Bug ID: JDK-8322743 C2: prevent lock region elimination in OSR compilation

JDK-8322743 : C2: prevent lock region elimination in OSR compilation

Type: Bug
Component: hotspot
Sub-Component: compiler
Affected Version: 8,11,17,20,21,22,23

Priority: P3
Status: Resolved
Resolution: Fixed
OS: linux_ubuntu
CPU: x86_64

Submitted: 2023-11-14
Updated: 2024-06-18
Resolved: 2024-02-29

Versions (Unresolved/Resolved/Fixed)

The Version table provides details related to the release that this issue/RFE will be addressed.

Unresolved : Release in which this issue/RFE will be addressed.
Resolved: Release in which this issue/RFE has been resolved.
Fixed : Release in which this issue/RFE has been fixed. The release containing this fix may be available for download as an Early Access Release or a General Availability Release.
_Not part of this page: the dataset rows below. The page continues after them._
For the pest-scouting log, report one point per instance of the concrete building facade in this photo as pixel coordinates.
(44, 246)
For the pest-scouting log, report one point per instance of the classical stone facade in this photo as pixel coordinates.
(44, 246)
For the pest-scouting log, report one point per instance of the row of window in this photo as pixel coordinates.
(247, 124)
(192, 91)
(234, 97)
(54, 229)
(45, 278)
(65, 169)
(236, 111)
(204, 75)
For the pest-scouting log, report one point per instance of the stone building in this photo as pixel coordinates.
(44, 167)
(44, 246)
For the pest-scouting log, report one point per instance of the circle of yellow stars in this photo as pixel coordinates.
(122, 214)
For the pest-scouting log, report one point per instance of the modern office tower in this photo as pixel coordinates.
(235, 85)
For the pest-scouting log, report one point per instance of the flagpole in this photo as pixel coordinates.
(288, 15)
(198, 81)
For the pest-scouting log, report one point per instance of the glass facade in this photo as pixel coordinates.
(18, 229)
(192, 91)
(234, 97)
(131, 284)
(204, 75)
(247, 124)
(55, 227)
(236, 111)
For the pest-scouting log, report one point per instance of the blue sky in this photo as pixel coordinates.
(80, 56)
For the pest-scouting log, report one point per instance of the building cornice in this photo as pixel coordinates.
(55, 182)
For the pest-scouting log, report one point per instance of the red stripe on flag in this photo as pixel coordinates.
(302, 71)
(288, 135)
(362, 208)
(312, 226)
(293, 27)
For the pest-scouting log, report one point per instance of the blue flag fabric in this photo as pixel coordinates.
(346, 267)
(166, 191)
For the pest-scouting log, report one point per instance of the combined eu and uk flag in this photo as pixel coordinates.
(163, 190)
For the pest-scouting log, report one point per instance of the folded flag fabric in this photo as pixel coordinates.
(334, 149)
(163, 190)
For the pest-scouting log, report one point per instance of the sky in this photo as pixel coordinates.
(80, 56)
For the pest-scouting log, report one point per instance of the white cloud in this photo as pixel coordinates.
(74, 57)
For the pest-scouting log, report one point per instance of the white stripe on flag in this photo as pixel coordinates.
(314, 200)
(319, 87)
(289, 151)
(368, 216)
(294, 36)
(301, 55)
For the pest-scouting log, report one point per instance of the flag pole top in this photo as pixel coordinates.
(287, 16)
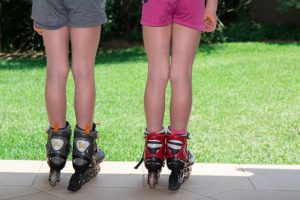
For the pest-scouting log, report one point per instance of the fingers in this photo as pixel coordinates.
(210, 23)
(38, 29)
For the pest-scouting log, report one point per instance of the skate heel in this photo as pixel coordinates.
(57, 163)
(154, 164)
(175, 164)
(179, 159)
(58, 148)
(80, 165)
(86, 158)
(154, 155)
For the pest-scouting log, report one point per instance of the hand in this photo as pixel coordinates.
(38, 29)
(210, 20)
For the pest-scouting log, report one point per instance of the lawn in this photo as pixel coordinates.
(246, 105)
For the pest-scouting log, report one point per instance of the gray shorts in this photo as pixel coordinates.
(55, 14)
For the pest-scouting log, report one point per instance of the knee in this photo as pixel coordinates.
(179, 78)
(59, 74)
(160, 78)
(82, 73)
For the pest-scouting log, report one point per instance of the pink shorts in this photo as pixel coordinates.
(188, 13)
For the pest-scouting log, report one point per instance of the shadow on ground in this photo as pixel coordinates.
(238, 183)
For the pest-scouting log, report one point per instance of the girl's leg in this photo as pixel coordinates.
(185, 42)
(85, 43)
(57, 45)
(157, 41)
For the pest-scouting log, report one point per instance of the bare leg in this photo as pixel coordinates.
(85, 43)
(157, 41)
(184, 46)
(57, 45)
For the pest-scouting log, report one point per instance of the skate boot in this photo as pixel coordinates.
(179, 159)
(58, 148)
(86, 157)
(154, 155)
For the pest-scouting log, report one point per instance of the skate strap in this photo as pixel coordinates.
(141, 161)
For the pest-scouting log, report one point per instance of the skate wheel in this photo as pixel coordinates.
(54, 178)
(176, 179)
(152, 180)
(187, 172)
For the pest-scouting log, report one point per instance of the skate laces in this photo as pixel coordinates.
(147, 133)
(56, 127)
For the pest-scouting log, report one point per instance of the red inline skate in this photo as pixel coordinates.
(154, 155)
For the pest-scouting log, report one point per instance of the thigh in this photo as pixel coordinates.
(157, 42)
(57, 48)
(85, 13)
(190, 13)
(84, 42)
(185, 42)
(49, 14)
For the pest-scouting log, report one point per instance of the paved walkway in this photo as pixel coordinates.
(118, 180)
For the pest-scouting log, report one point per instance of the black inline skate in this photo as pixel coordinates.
(154, 156)
(86, 157)
(58, 148)
(179, 159)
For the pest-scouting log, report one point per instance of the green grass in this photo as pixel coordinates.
(246, 105)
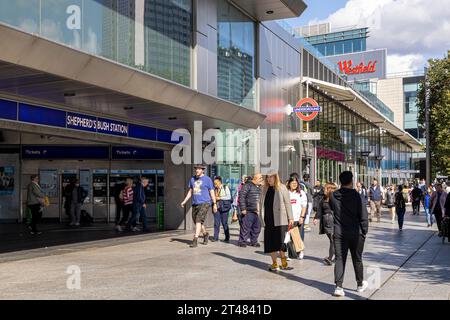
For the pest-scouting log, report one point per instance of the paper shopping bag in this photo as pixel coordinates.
(297, 240)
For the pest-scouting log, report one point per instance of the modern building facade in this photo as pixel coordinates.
(96, 89)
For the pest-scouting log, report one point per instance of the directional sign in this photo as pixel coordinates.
(305, 106)
(309, 136)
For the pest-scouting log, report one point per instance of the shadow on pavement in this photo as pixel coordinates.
(322, 286)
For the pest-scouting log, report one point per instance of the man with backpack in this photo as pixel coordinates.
(400, 206)
(375, 199)
(306, 186)
(223, 198)
(416, 195)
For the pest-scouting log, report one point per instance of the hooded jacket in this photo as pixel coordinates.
(350, 215)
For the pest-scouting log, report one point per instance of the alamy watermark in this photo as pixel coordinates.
(74, 280)
(230, 146)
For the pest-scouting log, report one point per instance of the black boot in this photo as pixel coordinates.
(194, 243)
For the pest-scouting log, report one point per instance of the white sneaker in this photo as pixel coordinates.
(363, 287)
(339, 292)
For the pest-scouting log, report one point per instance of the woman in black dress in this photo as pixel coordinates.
(277, 219)
(326, 217)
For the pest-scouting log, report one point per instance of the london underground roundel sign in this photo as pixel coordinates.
(307, 109)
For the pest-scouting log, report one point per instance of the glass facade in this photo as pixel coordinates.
(236, 56)
(151, 35)
(342, 42)
(349, 142)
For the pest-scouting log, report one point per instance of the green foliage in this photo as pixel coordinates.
(439, 92)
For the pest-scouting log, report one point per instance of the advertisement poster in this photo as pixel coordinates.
(6, 181)
(49, 182)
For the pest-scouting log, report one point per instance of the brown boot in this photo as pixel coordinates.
(194, 243)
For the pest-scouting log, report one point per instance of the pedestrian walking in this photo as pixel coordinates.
(390, 201)
(127, 198)
(139, 206)
(245, 179)
(350, 230)
(118, 200)
(277, 219)
(309, 193)
(76, 196)
(375, 199)
(438, 199)
(201, 189)
(427, 209)
(249, 197)
(326, 217)
(416, 196)
(299, 203)
(223, 198)
(318, 195)
(400, 206)
(35, 203)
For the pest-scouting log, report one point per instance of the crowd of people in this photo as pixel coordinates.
(343, 213)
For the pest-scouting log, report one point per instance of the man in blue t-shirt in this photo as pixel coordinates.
(201, 189)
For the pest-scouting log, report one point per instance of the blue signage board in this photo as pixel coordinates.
(141, 132)
(65, 152)
(308, 109)
(28, 113)
(8, 110)
(112, 127)
(165, 136)
(133, 153)
(81, 122)
(39, 115)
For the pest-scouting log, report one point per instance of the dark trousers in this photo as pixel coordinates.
(438, 216)
(250, 228)
(119, 209)
(331, 249)
(400, 216)
(36, 215)
(127, 210)
(356, 246)
(416, 207)
(221, 218)
(138, 213)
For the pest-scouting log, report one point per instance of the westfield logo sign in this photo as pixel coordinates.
(348, 68)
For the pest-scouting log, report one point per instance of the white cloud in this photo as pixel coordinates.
(407, 28)
(401, 63)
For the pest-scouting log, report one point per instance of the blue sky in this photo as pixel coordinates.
(412, 31)
(317, 9)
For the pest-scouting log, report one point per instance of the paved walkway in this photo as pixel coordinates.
(412, 264)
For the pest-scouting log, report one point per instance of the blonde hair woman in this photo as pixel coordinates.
(276, 217)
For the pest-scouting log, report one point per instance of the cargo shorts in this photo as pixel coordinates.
(199, 212)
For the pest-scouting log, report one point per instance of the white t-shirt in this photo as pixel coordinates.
(298, 201)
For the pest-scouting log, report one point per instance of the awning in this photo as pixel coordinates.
(358, 104)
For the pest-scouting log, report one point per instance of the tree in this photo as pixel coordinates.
(439, 101)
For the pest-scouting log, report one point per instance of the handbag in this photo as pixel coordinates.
(297, 240)
(234, 218)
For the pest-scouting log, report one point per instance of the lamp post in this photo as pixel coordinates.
(427, 129)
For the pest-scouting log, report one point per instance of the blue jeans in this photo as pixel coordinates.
(138, 212)
(429, 216)
(400, 216)
(221, 217)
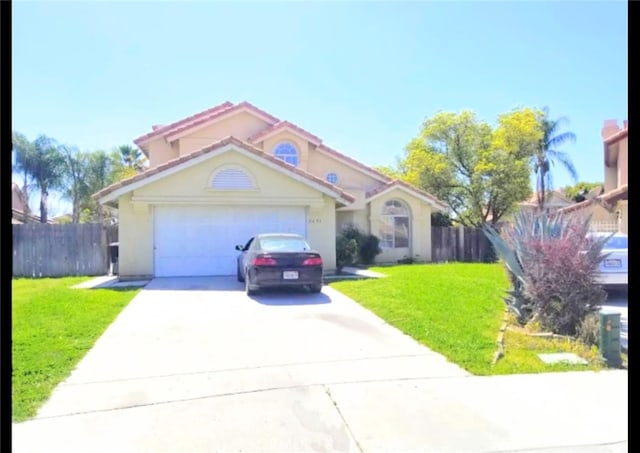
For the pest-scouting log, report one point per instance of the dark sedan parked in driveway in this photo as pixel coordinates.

To download the current JDK release, click here.

JDK 21	JDK 23
21.0.5-oracleFixed	23 b13Fixed

Related Reports

Duplicate :	JDK-8323686 - assert failed: object must be null or locked, and unbiased
Duplicate :	JDK-8323507 - assert(current->held_monitor_count() == 0) failed: Should not be possible
Relates :	JDK-8320515 - assert(monitor->object_peek() != nullptr) failed: Owned monitors should not have a dead object
Relates :	JDK-7129618 - assert(obj_node->eqv_uncast(obj),"");
Relates :	JDK-8320310 - CompiledMethod::has_monitors flag can be incorrect
Relates :	JDK-8286957 - Held monitor count
Relates :	JDK-8327743 - JVM crash in hotspot/share/runtime/javaThread.cpp - failed: held monitor count should be equal to jni: 0 != 1

Description

ADDITIONAL SYSTEM INFORMATION :
# JRE version: OpenJDK Runtime Environment (22.0) (fastdebug build 22-internal-adhoc.jdk22u)
# Java VM: OpenJDK 64-Bit Server VM (fastdebug 22-internal-adhoc.jdk22u, compiled mode, tiered, compressed oops, compressed class ptrs, g1 gc, linux-amd64)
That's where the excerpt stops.